Believe it or not, I picked this reference because of the hands, which I only did a passable job on, in my opinion. Practice, practice and more practice.

(Painter, approx. 2 hours)

Saturday, April 05, 2008


A quick sketch of my daughters, who were mugging for the camera one morning.

This was a warmup. Now I should be getting to work-- look at the time! Time for bed... again. Sigh.

Friday, April 04, 2008

On the Writing Front

I've backed up a bit. While reading and revising the other day, I came to a point where I felt everything up to that point had been at least OK, but everything after was really bothering me. I've gone further back, added a bit to a scene, and I'm now in the process of trying to derail/re-rail what happens after the problem point. What this means is that roughly four thousand words out of nearly forty five thousand are... if not completely lost, at least in serious jeopardy.

Which is not so bad. So, I'm back to 41k. But it's better, I think.

And I'm calling it a novel. So there.


On the downswing. I really, really need to get that piece I'm working on finished.
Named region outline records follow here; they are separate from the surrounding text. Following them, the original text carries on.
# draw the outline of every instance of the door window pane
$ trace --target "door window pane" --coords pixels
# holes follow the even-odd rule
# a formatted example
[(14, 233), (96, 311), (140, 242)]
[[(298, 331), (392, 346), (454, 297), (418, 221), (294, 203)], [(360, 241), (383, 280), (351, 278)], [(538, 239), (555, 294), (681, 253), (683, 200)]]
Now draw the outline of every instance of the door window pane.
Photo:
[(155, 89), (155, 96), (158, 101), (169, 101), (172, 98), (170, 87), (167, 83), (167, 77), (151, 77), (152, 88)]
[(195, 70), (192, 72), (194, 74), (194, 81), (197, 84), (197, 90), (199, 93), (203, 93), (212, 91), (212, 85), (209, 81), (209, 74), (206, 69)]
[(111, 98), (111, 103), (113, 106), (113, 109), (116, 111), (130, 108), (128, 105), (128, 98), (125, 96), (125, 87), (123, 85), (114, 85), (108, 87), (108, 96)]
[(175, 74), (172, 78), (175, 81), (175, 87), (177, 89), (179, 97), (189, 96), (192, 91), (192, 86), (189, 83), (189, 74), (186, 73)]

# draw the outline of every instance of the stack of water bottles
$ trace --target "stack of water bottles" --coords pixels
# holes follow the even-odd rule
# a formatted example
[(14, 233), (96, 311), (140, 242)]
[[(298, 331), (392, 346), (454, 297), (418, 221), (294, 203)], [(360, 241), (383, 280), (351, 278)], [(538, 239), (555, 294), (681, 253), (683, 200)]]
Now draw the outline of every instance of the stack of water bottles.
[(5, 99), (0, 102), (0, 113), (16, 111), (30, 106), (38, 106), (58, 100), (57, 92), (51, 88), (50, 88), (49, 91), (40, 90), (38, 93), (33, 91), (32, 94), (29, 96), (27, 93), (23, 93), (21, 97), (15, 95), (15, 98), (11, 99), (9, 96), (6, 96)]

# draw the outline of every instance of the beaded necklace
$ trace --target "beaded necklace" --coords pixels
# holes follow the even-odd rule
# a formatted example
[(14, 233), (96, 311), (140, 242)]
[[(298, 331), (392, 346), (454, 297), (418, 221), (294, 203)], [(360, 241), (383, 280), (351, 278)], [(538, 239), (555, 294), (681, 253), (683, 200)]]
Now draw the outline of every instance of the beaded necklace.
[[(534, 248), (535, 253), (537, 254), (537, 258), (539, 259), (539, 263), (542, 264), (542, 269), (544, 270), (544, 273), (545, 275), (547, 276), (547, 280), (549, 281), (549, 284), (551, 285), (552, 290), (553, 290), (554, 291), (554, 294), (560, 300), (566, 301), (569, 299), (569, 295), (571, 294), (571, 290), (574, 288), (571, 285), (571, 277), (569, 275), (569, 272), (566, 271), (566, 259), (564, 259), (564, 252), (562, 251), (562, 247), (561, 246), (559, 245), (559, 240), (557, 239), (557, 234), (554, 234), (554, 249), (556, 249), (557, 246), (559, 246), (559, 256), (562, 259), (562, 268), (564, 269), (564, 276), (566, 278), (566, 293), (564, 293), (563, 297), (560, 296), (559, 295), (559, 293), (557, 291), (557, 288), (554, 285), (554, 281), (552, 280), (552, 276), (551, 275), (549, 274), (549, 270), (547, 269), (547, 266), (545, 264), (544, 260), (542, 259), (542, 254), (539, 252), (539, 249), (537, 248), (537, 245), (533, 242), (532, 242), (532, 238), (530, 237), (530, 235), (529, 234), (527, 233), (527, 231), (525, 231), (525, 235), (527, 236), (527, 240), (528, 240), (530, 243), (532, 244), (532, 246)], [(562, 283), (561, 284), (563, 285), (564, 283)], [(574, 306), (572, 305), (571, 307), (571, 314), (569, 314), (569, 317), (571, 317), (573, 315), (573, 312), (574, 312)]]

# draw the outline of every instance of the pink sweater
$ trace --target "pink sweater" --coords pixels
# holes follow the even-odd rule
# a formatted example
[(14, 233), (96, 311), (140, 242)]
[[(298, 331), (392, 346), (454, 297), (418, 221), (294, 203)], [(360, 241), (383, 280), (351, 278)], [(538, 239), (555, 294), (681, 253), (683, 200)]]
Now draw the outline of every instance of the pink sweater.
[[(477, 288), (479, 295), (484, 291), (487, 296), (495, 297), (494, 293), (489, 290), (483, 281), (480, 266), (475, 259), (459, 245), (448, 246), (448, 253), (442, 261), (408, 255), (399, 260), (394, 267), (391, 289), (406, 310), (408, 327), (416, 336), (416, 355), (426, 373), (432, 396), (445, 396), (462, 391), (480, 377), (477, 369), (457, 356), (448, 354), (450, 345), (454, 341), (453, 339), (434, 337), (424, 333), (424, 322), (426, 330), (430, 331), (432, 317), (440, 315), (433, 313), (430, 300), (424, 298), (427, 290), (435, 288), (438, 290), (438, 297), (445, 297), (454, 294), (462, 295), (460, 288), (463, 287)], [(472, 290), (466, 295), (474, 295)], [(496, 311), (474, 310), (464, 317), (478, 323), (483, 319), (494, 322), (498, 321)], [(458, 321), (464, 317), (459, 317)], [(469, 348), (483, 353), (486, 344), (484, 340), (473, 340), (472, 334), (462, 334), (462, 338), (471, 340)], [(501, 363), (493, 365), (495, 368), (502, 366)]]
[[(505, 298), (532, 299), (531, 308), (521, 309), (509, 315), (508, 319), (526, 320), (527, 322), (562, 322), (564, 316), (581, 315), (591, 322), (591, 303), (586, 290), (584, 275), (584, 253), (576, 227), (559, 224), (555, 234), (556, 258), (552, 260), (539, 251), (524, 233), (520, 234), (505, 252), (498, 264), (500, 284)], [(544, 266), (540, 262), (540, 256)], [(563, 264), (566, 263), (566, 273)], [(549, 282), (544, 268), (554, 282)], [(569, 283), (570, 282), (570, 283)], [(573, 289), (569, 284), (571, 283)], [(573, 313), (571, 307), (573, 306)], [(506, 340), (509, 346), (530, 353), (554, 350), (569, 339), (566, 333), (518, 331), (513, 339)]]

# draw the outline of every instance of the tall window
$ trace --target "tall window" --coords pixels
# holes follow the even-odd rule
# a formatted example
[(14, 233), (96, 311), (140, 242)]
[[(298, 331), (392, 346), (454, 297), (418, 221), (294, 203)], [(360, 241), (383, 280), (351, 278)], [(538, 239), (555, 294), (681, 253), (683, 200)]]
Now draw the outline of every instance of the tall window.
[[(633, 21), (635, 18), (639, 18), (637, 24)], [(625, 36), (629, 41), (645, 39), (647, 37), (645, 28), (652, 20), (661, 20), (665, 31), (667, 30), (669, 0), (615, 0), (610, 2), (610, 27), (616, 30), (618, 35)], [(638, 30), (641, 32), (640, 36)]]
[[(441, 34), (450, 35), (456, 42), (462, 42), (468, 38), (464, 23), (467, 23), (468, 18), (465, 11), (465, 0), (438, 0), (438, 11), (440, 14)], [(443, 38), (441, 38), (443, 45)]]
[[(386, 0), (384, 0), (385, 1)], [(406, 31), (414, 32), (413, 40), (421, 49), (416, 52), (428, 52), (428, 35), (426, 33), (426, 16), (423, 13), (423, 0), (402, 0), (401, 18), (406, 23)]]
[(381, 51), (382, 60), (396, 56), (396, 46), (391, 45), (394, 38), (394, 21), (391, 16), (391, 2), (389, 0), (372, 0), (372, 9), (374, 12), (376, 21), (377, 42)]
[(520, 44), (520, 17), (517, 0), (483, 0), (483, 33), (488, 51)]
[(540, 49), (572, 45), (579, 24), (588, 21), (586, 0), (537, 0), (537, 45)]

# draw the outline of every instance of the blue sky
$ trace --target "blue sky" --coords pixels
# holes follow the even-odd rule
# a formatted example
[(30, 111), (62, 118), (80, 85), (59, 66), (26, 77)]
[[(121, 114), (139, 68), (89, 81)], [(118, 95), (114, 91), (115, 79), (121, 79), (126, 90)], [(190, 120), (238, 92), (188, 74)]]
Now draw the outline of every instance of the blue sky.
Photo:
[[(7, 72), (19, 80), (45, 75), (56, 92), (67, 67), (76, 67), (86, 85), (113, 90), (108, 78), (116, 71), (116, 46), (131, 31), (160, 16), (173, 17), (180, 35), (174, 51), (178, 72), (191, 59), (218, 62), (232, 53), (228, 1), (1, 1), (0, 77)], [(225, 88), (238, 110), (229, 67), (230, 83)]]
And then I really, really need to do something a bit more creative than those last few blog posts.

I mean, race queens... sheesh.

Luckily I have things to work on. Now where did I put my creativity...?


After a very frustrating session trying to finish off a picture, basically ending up right where I started, I did this to calm my nerves.

Very calming.

(Still... not quite right, though.)

Wednesday, April 02, 2008


A not particularly successful portrait, done with a lot of guesstimation from a low resolution photo.